Wirecard-Prozess Ex-Chef Braun weist alle Vorwürfe zurück
Erstmals hat sich der frühere Wirecard-Chef Braun ausführlich vor Gericht geäußert. Er habe keinerlei Kenntnisse von Fälschungen oder Veruntreuungen gehabt, betonte er. Deshalb wolle er alle Anklagepunkte zurückweisen.
Im Prozess um den mutmaßlichen Milliardenbetrug beim früheren DAX-Konzern Wirecard hat der ehemalige Vorstandschef Markus Braun sämtliche Vorwürfe der Anklage zurückgewiesen. "Ich hatte keinerlei Kenntnisse von Fälschungen oder Veruntreuungen", sagte er vor der vierten Kammer des Landgerichts München. "Ich habe mich auch mit niemandem zu einer Bande zusammengeschlossen", betonte Braun in seiner Stellungnahme. Er wolle alle Anklagepunkte "klar zurückweisen".
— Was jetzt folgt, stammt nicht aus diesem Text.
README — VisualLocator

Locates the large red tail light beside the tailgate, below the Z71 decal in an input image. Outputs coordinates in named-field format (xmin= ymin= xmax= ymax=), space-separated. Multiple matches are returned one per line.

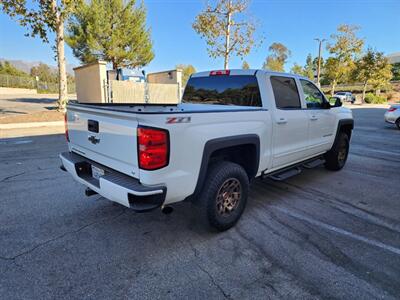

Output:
xmin=137 ymin=127 xmax=169 ymax=170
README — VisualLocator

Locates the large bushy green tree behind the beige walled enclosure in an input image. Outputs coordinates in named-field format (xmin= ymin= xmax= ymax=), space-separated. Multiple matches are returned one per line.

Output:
xmin=66 ymin=0 xmax=154 ymax=69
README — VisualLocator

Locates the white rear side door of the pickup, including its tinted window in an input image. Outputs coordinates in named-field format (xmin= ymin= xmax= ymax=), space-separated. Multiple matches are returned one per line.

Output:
xmin=270 ymin=76 xmax=308 ymax=168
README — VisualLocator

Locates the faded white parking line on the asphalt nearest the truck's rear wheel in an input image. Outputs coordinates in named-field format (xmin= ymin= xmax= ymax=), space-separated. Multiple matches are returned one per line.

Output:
xmin=273 ymin=206 xmax=400 ymax=255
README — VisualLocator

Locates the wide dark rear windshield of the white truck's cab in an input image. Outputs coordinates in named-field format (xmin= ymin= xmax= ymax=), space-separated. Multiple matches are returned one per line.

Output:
xmin=182 ymin=75 xmax=262 ymax=106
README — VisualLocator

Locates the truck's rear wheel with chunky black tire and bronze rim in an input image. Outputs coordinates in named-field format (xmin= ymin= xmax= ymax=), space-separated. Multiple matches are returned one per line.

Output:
xmin=197 ymin=161 xmax=249 ymax=231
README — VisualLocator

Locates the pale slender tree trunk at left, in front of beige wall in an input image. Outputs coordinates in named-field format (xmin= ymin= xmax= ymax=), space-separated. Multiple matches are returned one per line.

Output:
xmin=52 ymin=0 xmax=68 ymax=111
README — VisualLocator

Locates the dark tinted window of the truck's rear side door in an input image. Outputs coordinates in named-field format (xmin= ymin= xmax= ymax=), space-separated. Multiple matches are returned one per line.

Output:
xmin=271 ymin=76 xmax=301 ymax=109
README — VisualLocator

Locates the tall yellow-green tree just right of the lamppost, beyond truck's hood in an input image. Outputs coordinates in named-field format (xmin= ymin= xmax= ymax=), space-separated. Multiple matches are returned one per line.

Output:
xmin=327 ymin=25 xmax=364 ymax=95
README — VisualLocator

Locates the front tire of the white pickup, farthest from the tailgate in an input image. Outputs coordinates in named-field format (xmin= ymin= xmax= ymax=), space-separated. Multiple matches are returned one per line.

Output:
xmin=325 ymin=132 xmax=349 ymax=171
Braun ergriff damit in dem Prozess erstmals ausführlich das Wort. Davor hatte bereits seine Verteidigung alle Vorwürfe zurückgewiesen. Im Fall einer Verurteilung drohen Braun viele Jahre Gefängnis.
1,9 Milliarden Euro nicht auffindbar
Die Staatsanwaltschaft wirft Braun, seinen zwei Mitangeklagten und mehreren weiteren Beschuldigten gewerbsmäßigen Bandenbetrug vor. Sie sollen Umsätze in Milliardenhöhe erfunden, die Bilanzen gefälscht und die Kreditgeber des Unternehmens um über drei Milliarden Euro betrogen haben.
Wirecard war im Sommer 2020 zusammengebrochen, nachdem das Unternehmen einräumen musste, dass 1,9 Milliarden Euro angeblich auf Treuhandkonten verbuchter Erlöse nicht auffindbar waren. Der Aktienkurs von Wirecard brach daraufhin ein.
Kurz danach wurde bekannt, dass das Unternehmen Scheingeschäfte betrieben hatte. Damit soll der Konzern seinen Umsatz künstlich aufgebläht und es so zu immer neuen Krediten und bis in den DAX geschafft haben. Der Fall Wirecard wuchs sich zu einem der größten Skandale der deutschen Wirtschaftsgeschichte aus.
"Ein Tag des tiefsten Bedauerns"
"Ich hatte keine Kenntnis, dass diese Gelder veruntreut wurden", sagte Braun dazu. Er sei stets davon ausgegangen, dass das Geschäft mit Drittpartnern in Asien existiert habe und dass es die Milliarden auf den Treuhandkonten gegeben habe. Er habe sich auf eine ordnungsgemäße Buchführung und -prüfung verlassen, so Braun.
Der 18. Juni 2020, an dem die fehlenden 1,9 Milliarden Euro bekannt wurden, sei für ihn "ein Tag des tiefsten Bedauerns" für Aktionäre und Mitarbeiter und ein "Tag des Schmerzes" gewesen, sagte der Österreicher, der die Firma 18 Jahre lang geführt hatte.
Kronzeuge belastet Braun schwer
Die Staatsanwaltschaft stützt sich bei ihren Anschuldigungen auf einen mitangeklagten Kronzeugen, der Braun zuvor schwer belastet hatte. Der bis 2020 in Dubai für Wirecard tätige Manager Oliver Bellenhaus sagte im Dezember aus, Braun sei ein alles dominierender Chef gewesen, der in den Milliardenbetrug voll eingebunden gewesen sei.
Braun sitzt seit dem Zusammenbruch des Finanzkonzerns vor zweieinhalb Jahren in Untersuchungshaft und hat sich seitdem erst zweimal kurz öffentlich geäußert. In einem Untersuchungsausschuss des Bundestags stellte er sich selbst als Betrugsopfer dar.